When you apply to borrow money from a lender, the lender will need to assess you to determine how much of a risk it will be for them to lend you money. Having a history of borrowing allows lenders to analyse your credit history and repayment ability.
However, if you have never borrowed money before, your history of credit may be non-existent. No credit history means there is no track record of payments. Because of this some lenders may decline a loan application. This is because they cannot determine the level of risk you will be to them.
It may seem advantageous having no credit history. However, although having ‘no’ credit is not the same as having ‘bad’ credit, the outcome can be the same; having a loan declined.
This can be unfair, especially when you have been careful and never needed to borrow in the past (which is especially true for younger people). However, there are ways you can build your credit history to improve your future borrowing ability.
Nevertheless, even if you have no borrowing history, some utility accounts like gas electricity, water and mobile phones may appear on your credit report. Although this is sometimes not enough for a lender to grant you credit, it does mean you’re not starting completely from scratch.
Ways to improve on your credit score
Credit scores are mainly calculated from how you have repaid debt in the past. However, if you have no history of debt, there are other factors that can impact your credit score that have nothing to do with borrowing.
Open and manage a bank account
Managing a bank account will help you build your credit history as it shows you have regular income and can manage your income and outgoings effectively.
Register on the electoral roll
Registering on the electoral roll can boost your credit score. This is one of the first things lenders check as being on the electoral roll verifies your identity, proves you are living at the registered address, and prevents fraud and identity theft.
Consider utility bills and phone contracts
Many utility (gas, electricity and water) companies report to credit reference agencies, much like lenders. Having a utility bill in your name can improve your credit score. Likewise having a phone contract under your name can improve your credit score.
Furthermore, paying these by regular Direct Debit shows a record of consistent repayments. This is a positive thing for lenders to see and they can factor into their decision making when assessing loans.
Try a credit builder loan or credit card
Some lenders, including credit unions, offer credit builder loans. These are loans that are typically only available to people who have saved. Those savings are held as security for the loan. This enables someone with very little credit to begin to build up a repayment history, because the loan element is reported to a Credit Reference Agency.
If you cannot find a credit builder loan, you can try a credit card.
There are a few credit cards that will lend to people with little credit history. Taking out a card and paying back in full each month will really help. Some credit cards may offer a promotional 0% interest rate, however for those cards with interest, be careful and aim to repay the balance in full each month. If you only repay the minimum required amount you will be charged the interest rate as well. This can build up and become a very expensive way of borrowing.

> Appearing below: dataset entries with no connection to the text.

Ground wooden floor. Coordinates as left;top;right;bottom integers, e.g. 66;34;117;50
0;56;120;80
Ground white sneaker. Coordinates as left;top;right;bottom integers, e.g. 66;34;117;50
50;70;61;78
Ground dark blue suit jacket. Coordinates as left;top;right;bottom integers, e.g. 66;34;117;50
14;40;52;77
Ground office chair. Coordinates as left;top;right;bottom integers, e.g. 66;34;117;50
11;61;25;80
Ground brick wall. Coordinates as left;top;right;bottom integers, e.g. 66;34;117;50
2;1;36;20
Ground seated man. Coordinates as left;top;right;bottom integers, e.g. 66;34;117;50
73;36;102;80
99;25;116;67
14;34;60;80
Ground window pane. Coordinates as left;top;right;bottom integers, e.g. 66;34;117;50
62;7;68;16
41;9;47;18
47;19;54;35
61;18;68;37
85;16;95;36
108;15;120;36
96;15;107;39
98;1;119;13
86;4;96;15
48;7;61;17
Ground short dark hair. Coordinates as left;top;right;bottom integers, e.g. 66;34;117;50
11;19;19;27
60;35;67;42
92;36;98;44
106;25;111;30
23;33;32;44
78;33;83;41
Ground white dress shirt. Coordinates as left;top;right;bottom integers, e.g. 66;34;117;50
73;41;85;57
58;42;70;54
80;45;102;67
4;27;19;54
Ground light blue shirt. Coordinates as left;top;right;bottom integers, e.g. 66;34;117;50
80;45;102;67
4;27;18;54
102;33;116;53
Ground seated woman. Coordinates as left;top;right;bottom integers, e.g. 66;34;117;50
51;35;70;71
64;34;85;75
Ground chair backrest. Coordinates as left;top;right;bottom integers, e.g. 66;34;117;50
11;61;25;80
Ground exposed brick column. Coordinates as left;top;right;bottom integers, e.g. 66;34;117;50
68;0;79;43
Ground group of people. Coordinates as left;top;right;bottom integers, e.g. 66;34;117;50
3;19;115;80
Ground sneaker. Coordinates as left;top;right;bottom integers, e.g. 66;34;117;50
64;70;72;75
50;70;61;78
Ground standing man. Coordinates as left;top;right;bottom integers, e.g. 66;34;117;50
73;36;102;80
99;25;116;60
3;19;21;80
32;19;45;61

Despite this, as long as you are savvy, a credit card can really help you get credit when you have never borrowed before.

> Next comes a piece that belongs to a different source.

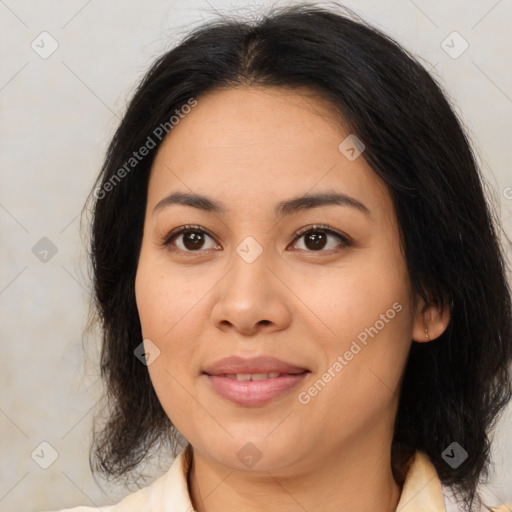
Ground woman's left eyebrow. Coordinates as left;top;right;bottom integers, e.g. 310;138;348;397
153;191;371;217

Check your credit report for inconsistencies
Check your credit report to make sure your details are consistent and correct. Lenders don’t like inconsistencies between applications. For example, your date of birth should match across all of your accounts. If it’s different on one – get that provider to correct the mistake.
Additionally, it’s always best to apply using one version of your name only. For example, Samuel Smith could also show as Sam Smith or S Smith or Mrs Smith.
A Statutory Credit Report contains information that credit reference agencies hold about you. This information is what lenders use when they assess you for credit. The report is free to complete.
There are some things to consider that can potentially negatively impact your credit score
Changing address regularly
Lenders like to see stability. Regularly changing address can have a negative effect on your credit score.
Missing payments
It is important to make sure you pay bills on time and don’t miss a payment as this will reflect negatively on you.
Multiple credit applications
Making lots of credit applications will reduce your credit score. This is because lots of credit applications involve ‘hard credit checks’ which show on your credit profile. Having a lot of these in a short space of time indicates to lenders that you have a pattern of applying for loans which could be looked upon negatively. It is better to see if you qualify for a loan using a ‘soft credit check’ instead.